Cross join on a numbers table to get line vertices, is there a better way?

I know a bit about Oracle performance and pretty much nothing about custom data types, but I'll try to give you a plan to improve performance.

1) Verify that you cannot get an explain plan.

It's possible to get explain plans even if you don't have sophisicated database software. What happens if you execute set autotrace on explain?

You could also try DBMS_XPLAN. First save off the plan by wrapping your query with a few extra key words:

explain plan for (SELECT... your query goes here); 

Then execute this:

SELECT PLAN_TABLE_OUTPUT FROM TABLE(DBMS_XPLAN.DISPLAY());

It's possible that neither of those will work and you truly cannot get an explain plan. I just wanted to verify that because with an explain plan it'll be much easier for the community to help you.

2) Consider requirements.

You said that 20 seconds isn't good enough. Have you or someone else defined exactly what is good enough? Is there any room for negotiation? Does your query need to be exactly one SELECT query? Could you populate a global temporary table in one step and select the results you wanted in the next? Could you create a stored procedure that returns a result set and call that?
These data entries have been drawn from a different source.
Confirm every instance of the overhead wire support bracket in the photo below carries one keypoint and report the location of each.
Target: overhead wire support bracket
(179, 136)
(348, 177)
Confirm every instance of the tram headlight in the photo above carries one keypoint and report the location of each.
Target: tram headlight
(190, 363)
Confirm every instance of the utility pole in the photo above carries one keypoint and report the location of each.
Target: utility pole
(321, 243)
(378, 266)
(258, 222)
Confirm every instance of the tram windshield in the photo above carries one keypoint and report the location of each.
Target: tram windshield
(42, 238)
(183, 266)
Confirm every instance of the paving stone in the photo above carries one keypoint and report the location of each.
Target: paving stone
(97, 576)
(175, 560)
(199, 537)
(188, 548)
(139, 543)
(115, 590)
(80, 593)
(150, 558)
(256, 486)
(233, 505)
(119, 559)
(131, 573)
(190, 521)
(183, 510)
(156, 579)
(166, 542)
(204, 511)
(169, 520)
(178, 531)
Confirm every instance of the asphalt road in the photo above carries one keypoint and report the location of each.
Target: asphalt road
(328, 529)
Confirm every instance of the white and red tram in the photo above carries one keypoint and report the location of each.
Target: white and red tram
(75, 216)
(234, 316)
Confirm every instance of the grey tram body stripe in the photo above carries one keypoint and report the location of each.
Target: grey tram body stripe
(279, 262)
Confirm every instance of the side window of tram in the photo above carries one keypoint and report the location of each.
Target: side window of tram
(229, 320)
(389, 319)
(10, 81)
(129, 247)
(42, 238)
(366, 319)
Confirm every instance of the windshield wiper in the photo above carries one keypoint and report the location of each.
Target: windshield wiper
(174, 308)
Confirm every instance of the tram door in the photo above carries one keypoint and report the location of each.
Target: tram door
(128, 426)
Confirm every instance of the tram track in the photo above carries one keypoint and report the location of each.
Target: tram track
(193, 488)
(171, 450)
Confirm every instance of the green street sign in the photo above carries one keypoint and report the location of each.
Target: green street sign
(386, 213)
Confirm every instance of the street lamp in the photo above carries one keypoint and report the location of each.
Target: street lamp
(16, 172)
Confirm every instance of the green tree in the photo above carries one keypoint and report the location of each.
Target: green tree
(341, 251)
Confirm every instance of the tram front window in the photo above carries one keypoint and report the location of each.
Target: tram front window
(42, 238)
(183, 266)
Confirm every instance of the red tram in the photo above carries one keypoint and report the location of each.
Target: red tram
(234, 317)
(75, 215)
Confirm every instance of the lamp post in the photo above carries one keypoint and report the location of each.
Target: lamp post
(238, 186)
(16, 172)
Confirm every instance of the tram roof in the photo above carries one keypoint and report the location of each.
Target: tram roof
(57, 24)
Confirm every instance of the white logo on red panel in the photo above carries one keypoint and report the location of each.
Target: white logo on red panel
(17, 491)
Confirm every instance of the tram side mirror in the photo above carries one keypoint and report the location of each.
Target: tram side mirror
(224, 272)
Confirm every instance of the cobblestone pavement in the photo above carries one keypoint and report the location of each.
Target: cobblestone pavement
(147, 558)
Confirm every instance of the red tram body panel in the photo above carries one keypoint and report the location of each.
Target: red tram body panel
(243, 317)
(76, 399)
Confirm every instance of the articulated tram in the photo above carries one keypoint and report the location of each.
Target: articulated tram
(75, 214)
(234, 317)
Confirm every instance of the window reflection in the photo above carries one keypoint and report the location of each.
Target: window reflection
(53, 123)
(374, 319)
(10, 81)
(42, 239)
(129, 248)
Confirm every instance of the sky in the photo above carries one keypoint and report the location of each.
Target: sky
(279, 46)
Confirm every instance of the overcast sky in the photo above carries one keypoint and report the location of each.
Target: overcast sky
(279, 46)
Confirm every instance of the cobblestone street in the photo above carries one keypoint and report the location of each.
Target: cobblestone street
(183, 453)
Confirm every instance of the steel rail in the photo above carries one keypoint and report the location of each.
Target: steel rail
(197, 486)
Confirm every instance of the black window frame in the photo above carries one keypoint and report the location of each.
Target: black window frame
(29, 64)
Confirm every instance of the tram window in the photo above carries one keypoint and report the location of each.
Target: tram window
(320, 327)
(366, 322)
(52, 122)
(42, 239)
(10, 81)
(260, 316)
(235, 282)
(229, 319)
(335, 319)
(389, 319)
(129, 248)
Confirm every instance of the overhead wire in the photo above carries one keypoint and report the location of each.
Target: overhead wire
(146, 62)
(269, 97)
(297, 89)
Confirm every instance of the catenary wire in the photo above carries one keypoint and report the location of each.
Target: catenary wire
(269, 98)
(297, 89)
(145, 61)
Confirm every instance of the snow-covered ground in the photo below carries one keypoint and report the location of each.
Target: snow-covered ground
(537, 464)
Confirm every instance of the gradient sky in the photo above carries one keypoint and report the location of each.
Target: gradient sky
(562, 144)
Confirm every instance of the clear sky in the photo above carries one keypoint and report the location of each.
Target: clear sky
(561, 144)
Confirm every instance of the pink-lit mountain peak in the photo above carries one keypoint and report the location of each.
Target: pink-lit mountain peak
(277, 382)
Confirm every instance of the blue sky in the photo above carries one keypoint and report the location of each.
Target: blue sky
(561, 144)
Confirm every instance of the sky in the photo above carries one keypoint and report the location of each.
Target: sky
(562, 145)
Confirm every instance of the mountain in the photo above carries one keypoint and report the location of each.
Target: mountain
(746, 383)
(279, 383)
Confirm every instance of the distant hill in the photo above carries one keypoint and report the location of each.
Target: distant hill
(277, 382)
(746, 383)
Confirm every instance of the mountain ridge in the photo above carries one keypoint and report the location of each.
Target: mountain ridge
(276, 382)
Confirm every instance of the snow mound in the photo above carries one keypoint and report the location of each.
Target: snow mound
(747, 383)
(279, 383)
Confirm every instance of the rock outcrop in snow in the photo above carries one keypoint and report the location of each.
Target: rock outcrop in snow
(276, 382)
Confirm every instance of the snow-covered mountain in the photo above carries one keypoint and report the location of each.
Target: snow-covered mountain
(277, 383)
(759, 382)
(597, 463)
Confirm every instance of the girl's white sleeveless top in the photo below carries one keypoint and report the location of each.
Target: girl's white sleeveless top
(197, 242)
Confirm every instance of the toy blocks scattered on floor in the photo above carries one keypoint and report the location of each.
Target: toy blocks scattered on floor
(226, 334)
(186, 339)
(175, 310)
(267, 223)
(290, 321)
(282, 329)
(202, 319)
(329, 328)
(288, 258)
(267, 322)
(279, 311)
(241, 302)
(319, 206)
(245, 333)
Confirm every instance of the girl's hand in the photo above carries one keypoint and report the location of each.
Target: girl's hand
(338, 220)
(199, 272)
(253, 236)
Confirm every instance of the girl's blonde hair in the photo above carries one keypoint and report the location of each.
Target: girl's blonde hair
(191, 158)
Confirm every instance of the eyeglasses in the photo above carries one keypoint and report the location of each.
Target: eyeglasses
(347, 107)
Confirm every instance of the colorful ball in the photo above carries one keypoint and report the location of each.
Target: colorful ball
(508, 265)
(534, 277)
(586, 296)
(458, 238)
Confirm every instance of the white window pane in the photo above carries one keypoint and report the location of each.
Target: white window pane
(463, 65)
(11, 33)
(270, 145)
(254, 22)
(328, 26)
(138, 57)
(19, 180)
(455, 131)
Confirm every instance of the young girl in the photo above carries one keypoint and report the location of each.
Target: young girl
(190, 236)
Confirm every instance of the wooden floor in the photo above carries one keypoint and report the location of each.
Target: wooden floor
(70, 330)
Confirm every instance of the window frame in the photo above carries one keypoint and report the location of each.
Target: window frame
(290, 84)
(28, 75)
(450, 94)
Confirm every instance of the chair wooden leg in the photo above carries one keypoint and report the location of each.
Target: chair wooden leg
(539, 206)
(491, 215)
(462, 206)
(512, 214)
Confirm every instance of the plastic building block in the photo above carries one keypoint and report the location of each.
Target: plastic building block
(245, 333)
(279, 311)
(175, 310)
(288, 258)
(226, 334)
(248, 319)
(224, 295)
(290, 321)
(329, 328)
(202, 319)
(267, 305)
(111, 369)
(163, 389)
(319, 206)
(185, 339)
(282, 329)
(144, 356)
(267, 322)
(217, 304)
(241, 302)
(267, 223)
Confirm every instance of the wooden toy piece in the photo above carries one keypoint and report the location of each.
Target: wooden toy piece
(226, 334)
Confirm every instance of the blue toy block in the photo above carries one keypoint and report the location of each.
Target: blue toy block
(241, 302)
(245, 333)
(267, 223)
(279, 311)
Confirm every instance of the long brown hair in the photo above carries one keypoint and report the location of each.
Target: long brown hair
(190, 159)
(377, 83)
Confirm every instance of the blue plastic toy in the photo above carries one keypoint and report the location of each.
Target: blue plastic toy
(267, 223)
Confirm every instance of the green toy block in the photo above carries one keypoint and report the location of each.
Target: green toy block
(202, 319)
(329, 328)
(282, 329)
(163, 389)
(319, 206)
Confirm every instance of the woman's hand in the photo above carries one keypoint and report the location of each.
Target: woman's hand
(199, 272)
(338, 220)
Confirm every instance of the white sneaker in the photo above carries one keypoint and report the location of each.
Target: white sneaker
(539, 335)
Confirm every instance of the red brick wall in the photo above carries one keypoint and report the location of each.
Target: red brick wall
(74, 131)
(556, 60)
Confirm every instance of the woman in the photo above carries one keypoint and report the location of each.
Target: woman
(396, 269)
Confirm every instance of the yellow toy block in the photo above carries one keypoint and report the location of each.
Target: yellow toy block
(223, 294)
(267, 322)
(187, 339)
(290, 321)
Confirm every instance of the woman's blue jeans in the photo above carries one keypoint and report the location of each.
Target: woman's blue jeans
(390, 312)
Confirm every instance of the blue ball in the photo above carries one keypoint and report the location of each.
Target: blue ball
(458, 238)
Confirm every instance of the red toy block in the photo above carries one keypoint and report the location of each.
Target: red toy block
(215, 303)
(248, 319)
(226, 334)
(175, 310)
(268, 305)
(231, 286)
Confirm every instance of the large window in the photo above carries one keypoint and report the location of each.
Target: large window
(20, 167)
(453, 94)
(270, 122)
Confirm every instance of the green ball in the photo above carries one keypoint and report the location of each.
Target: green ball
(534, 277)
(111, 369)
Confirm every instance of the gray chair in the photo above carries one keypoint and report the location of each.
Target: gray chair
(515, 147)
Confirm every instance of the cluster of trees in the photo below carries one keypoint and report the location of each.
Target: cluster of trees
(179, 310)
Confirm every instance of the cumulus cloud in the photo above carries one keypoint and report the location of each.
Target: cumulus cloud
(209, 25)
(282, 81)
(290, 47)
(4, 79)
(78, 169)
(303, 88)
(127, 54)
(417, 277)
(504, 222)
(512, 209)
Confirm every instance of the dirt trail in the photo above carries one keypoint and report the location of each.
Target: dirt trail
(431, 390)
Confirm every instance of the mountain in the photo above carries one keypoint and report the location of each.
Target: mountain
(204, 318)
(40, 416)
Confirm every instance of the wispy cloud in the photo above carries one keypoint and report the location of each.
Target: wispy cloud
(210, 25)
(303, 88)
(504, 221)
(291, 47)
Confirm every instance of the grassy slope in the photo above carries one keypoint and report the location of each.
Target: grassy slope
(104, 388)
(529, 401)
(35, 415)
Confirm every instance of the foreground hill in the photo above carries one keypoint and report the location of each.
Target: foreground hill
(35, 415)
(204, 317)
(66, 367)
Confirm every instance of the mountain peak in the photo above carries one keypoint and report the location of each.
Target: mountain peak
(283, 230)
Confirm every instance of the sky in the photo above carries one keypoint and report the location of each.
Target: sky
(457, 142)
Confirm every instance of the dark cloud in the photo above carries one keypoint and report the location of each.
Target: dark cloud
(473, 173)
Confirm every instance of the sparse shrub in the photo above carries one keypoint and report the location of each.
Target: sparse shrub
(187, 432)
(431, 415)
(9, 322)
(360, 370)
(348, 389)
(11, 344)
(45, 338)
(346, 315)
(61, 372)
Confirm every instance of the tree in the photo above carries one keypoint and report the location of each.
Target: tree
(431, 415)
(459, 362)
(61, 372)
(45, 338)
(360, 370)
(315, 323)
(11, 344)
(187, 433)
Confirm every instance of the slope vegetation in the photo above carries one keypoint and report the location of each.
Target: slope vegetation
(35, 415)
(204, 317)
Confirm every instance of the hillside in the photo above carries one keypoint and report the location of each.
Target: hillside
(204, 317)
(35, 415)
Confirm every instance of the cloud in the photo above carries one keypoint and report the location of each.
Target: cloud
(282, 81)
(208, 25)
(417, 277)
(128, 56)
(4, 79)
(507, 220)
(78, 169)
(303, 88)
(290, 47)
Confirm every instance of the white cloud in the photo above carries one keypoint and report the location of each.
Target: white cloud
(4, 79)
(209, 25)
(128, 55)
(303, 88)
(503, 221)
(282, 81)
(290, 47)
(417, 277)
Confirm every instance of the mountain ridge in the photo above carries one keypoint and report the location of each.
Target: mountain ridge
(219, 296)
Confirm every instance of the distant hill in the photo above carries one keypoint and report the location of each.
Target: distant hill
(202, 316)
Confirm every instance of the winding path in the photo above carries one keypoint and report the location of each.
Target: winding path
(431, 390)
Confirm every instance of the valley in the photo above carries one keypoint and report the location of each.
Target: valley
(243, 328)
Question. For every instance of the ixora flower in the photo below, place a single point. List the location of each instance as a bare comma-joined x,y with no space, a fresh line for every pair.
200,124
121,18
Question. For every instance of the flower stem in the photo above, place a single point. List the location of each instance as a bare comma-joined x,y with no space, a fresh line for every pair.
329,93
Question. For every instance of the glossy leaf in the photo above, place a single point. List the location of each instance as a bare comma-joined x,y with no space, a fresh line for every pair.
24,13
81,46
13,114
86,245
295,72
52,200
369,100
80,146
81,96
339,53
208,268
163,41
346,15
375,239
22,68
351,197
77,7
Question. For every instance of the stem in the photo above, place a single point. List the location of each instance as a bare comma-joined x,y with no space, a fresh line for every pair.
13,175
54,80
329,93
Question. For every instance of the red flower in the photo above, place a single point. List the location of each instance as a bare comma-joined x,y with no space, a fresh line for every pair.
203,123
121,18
3) Establish a lower bound for the time required to complete the query.

I suggest running a simple query that "cheats" to figure out what a well-optimized query would look like. For example, how long does this query that gets only the first vertices take?

SELECT
    ROWNUM
    ,ROAD_ID
    ,VERTEX_INDEX
    ,SDE.ST_X(ST_POINT) AS X
    ,SDE.ST_Y(ST_POINT) AS Y
FROM
(
    SELECT  
          ROWNUM
          ,a.ROAD_ID
          ,1 VERTEX_INDEX
          ,SDE.ST_PointN(a.SHAPE, 1) AS ST_POINT
    FROM  ENG.ROAD a
)
ORDER BY ROAD_ID, VERTEX_INDEX;

I suspect that will give you 4000 rows. If you multiply that query's response time by 17.5/4 that could give you a good lower bound for the total execution time.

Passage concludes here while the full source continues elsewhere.